La co-souscription d’un contrat d’assurance-vie par des époux communs en biens ne cesse pas de susciter des interrogations dans le milieu des professionnels de la gestion de patrimoine. Et pour cause, l’administration fiscale, plusieurs fois interrogée, a changé à plusieurs reprises de doctrine, suscitant une extrême prudence chez les praticiens.

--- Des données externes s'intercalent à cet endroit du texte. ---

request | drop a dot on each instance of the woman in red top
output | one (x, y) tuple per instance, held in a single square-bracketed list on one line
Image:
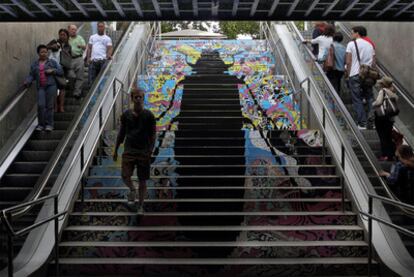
[(43, 71)]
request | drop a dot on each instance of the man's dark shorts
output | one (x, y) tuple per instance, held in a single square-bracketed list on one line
[(143, 163)]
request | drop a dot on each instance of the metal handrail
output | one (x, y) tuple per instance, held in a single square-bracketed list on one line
[(370, 215), (387, 235), (42, 182), (17, 98), (397, 85), (309, 81), (6, 216), (348, 118)]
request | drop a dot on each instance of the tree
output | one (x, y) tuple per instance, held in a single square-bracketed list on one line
[(233, 28)]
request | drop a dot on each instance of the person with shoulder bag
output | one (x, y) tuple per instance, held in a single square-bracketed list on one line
[(62, 53), (338, 56), (386, 109), (44, 71), (359, 54)]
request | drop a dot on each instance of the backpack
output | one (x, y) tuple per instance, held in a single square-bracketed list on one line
[(388, 107), (329, 62), (367, 75)]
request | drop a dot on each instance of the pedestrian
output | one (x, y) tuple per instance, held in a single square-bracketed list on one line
[(401, 177), (384, 124), (61, 51), (318, 29), (43, 71), (360, 52), (138, 131), (335, 75), (78, 46), (364, 36), (99, 52), (324, 42)]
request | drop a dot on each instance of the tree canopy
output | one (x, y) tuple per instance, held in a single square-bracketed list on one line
[(229, 28)]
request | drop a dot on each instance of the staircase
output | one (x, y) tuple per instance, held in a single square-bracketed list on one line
[(225, 200), (21, 178)]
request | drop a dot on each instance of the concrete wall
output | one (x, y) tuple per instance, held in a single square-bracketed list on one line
[(18, 49), (394, 43)]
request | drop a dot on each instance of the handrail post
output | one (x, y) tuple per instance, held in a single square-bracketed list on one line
[(341, 180), (10, 246), (370, 201), (56, 211)]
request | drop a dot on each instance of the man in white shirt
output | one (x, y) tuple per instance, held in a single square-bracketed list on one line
[(99, 51), (359, 91)]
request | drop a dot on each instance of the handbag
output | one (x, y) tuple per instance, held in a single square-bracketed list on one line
[(388, 107), (367, 75), (329, 62), (65, 58), (61, 82)]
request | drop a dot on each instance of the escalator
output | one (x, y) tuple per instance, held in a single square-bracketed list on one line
[(362, 150), (29, 175)]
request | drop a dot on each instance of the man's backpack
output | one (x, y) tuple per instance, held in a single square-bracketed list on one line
[(367, 75)]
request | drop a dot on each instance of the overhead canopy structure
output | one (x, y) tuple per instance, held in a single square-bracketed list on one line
[(192, 34), (83, 10)]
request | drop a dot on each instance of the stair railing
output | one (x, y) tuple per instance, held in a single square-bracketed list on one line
[(65, 145), (11, 233), (341, 112), (17, 126), (405, 102), (391, 248), (371, 217), (84, 147)]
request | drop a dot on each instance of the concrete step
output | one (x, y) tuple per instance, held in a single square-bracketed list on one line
[(267, 218), (266, 267)]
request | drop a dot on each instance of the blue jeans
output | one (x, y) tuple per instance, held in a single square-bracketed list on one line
[(45, 103), (94, 69), (358, 93)]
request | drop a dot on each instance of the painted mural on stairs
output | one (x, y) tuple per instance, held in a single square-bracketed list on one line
[(264, 97), (273, 142)]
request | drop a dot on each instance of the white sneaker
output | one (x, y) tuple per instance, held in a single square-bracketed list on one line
[(131, 196), (39, 128), (140, 210)]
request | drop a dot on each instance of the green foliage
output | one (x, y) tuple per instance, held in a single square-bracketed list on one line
[(233, 28), (166, 27), (229, 28), (300, 25)]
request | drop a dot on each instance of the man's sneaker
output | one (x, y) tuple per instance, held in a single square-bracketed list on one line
[(383, 158), (49, 128), (140, 209), (131, 196)]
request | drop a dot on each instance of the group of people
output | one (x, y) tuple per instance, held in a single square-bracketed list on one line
[(61, 63), (354, 62)]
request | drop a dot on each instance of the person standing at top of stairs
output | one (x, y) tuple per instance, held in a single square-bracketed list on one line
[(138, 127), (360, 52), (78, 47), (43, 71), (99, 52)]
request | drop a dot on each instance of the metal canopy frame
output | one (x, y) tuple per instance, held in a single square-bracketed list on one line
[(81, 10)]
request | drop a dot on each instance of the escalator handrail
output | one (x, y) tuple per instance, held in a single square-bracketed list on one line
[(363, 178), (42, 182), (21, 92), (372, 159), (390, 244), (401, 91)]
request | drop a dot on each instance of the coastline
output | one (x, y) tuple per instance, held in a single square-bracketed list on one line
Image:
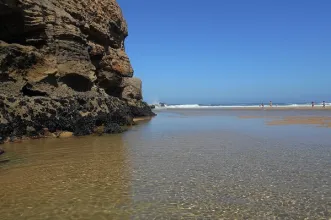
[(268, 108)]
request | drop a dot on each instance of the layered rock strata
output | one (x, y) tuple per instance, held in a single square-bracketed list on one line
[(63, 66)]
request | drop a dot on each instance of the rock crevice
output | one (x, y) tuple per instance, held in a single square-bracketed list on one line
[(63, 67)]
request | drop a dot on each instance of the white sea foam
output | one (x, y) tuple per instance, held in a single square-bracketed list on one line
[(197, 106)]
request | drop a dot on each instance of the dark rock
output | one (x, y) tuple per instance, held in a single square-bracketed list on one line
[(113, 128), (63, 67)]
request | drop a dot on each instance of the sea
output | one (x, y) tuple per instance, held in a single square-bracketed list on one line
[(159, 105), (184, 163)]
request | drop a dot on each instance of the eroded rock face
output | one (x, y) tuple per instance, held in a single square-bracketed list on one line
[(57, 51)]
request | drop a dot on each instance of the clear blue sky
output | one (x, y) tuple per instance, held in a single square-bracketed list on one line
[(221, 51)]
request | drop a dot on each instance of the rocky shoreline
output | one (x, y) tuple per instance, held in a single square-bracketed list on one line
[(63, 67)]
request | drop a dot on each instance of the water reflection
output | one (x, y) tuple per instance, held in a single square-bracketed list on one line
[(84, 178)]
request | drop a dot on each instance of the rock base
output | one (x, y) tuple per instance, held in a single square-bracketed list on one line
[(78, 115)]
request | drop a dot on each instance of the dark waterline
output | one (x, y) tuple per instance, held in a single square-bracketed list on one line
[(191, 164)]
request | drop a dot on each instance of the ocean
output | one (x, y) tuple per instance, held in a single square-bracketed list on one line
[(182, 164)]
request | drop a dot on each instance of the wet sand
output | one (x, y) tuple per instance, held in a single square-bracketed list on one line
[(183, 164)]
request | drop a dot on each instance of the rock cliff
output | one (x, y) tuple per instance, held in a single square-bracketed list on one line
[(63, 66)]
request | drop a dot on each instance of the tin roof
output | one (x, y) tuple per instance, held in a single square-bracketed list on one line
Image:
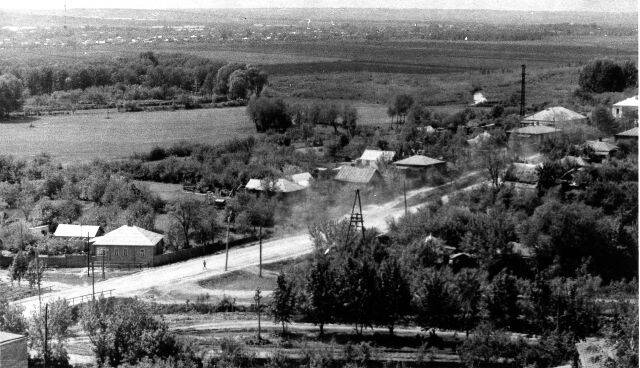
[(354, 174), (76, 231), (418, 161), (129, 235)]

Il faut dire que ce sujet, au cœur du droit civil et du droit des assurances peut produire des effets fiscaux non négligeables. D’autant qu’il intéresse un large public : près de 90 % des couples mariés le sont sous le régime légal, c’est-à-dire la communauté réduite aux acquêts. L’assurance-vie reste le placement financier privilégié des ménages : 39 % des ménages métropolitains en possèdent au moins une (Le patrimoine des ménages en 2018, Insee). 44,3 % des ménages dont la personne de référence a 60 ans ou plus détiennent au moins un produit de ce type, contre 23,7 % parmi les moins de 30 ans en France.
Le mécanisme de la co-souscription
La co-souscription est une souscription réalisée conjointement par deux personnes, des époux communs en biens à un contrat d’assurance-vie. Le contrat est alimenté par les deniers communs.
Lors du premier décès, au sein du couple, si le défunt était le seul assuré, le contrat est dénoué. La valeur de rachat est alors transmise au bénéficiaire. Si au contraire, le défunt n’est pas l’assuré, le contrat ne se dénoue qu’au décès du second époux. Au premier décès, il n’entre dans la masse taxable et reste la propriété exclusive de l’époux survivant devenu unique souscripteur suite au décès de l’autre.
Historique doctrinal
En 1992, dans son fameux arrêt Praslicka, la Cour de cassation a affirmé qu’un contrat d’assurance-vie non dénoué alimenté par des fonds communs devait être considéré comme faisant partie de la communauté (Cass. 1er civ., 31 mars 1992, n° 90-16343, Praslicka).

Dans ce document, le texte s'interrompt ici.